Jeff Koons’un tevazusu


Link [2022-09-21 20:50:57]



İstanbul kültür-sanat hayatının içinde olanlar için çok yorucu bir haftaydı.

İstanbul Bienali’nin açılışı, sergileri, partileri, Contemporary Istanbul’un açılışı, Lucca’dan Sail Loft’a açık hava mekânlarında sosyalleşme ve gündüzleri şehrin dört bir yanına yayılan sergileri gezip geceleri daha birçok ev partisine yetişmekten herkes yorgun düştü.

Her ne kadar her yıl aynı şeyleri söylesek de, bu koşturmaya alışık olsak da bu yıl sanki bir tık daha fazlaydı bu kadar çok etkinliğin aynı zamana denk getirilmesi.

Bu yılın en sevindirici yanı şehirde daha fazla yabancının olmasıydı.

Tüm bu koşturma arasında beni en çok etkileyen BMW Türkiye ve Borusan Otomotiv’in davetiyle İstanbul’a gelen ve kendi imzasını attığı otomobili Contemporary Istanbul’da sergileyen Jeff Koons oldu.

Hayır, Jeff Koons’un sanatı değil, tevazusuydu beni asıl etkileyen.

Mandarin Oriental’de Jeff Koons’un ağzından kariyerini ve iş birliklerini dinledikten sonra kendisi ve eşiyle birlikte tekneyle Contemporary Istanbul’un gerçekleştiği Tersane İstanbul’a geçtik.

Yol boyunca Jeff Koons’la sohbet etme şansımız oldu, sağ elinin işaret parmağını kırmasından gece yatarken ne kadar zorlandığına, ilk defa geldiği İstanbul’dan ne kadar etkilendiğine, NASA’dan uzaya gitme teklifi almasına ve uzaya çok gitmek istemesine rağmen bu kadar zaman kaybedemeyeceğini ve stüdyosunu bu kadar zaman bırakamayacağı için üzülerek reddetmek zorunda kaldığından heykellerini NFT’ye dönüştürme aşamasına kadar birçok farklı konu konuştuk.

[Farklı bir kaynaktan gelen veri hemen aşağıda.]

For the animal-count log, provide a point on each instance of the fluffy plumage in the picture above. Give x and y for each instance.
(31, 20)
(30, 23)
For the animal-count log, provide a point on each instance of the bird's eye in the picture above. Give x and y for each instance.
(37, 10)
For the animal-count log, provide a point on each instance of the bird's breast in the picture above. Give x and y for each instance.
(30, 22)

Tabii bu sırada Jeff Koons sürekli telefonuyla fotoğraf çekti, hem İstanbul manzarasını hem de bizi ve eşini görüntüledi ve sık sık gördüğü tarihi eserler hakkında bilgi sordu.

Tüm bu sohbet sırasında o kadar mütevazıydı ki kendisinin yaşayan en pahalı sanatçı unvanına sahip olduğunu tamamen unutturdu.

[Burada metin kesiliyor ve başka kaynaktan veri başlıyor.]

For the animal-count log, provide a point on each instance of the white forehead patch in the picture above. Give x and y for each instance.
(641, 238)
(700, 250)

Teknede servis yapan görevliyle de iş birliği yaptığı uluslararası firmanın üst düzey yöneticileriyle de aynı içtenlikle konuştu.

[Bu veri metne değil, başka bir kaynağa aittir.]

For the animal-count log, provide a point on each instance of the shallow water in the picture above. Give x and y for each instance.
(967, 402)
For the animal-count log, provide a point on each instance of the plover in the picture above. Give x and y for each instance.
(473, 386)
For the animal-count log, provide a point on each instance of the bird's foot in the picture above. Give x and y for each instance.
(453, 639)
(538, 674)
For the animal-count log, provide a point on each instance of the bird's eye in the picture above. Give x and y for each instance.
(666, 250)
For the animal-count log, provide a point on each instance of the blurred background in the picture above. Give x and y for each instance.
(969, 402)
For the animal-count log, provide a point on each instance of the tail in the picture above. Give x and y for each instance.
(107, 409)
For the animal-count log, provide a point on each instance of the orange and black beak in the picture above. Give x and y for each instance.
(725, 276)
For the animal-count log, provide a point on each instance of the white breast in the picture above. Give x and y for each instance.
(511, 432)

Kimseye tepeden bakmadı, kimseye kapris yapmadı, kimseyi kırmadı.

Tam aksine, merakı ve ilgisiyle karşısındaki herkese kendini önemli hissettirdi.

Zaten sanatıyla ilgili konuşurken de hep yaptıklarını başkalarıyla paylaşmanın ona verdiği mutluluğun altını çizdi.

İyi kalpli ve başkalarına saygılı olmanın dersini verdi.

Tersane İstanbul’a yanaştığımızda tekneden inerken fotoğrafçılar sardı etrafımızı.

Sonra da Jeff Koons imzalı otomobilin standında ve Contemporary Istanbul kurucusu ve yönetim kurulu başkanı Ali Güreli’yle yaptığı sohbette de hıncahınç kalabalık vardı.

Jeff Koons, tüm bu ilgiyi de son derece sadeliğiyle ve aynı alçak gönüllüğüyle yönetti.

Daha sonra tüm bu kültür-sanat maratonunda karşılaştıklarımızı düşününce bir kez daha değerini anladım Jeff Koons’un tevazusunun.

Çağdaş sanat dünyasında yaptıklarından da daha değerli bu aslında.

Çünkü genelde aksi olur, yaratıcı isimlerle tanıştığınızda büyük hayal kırıklığı yaşayabilirsiniz, en beğendiğiniz yazar ya da yönetmenin eserini bir daha görmek bile istemeyecek hâle çok kısa sürede gelebilirsiniz.

Üstelik sadece yaratıcı isimler de değil, yaratıcı ya da üretken olmayan birçok kişide de büyük hayal kırıklığı yaşayabiliyorsunuz.

İşte o yüzden, bu haftadan geriye kalan ve yerli çağdaş sanat dünyamızın en çok ders alması gereken şey kesinlikle Jeff Koons’un tevazusu.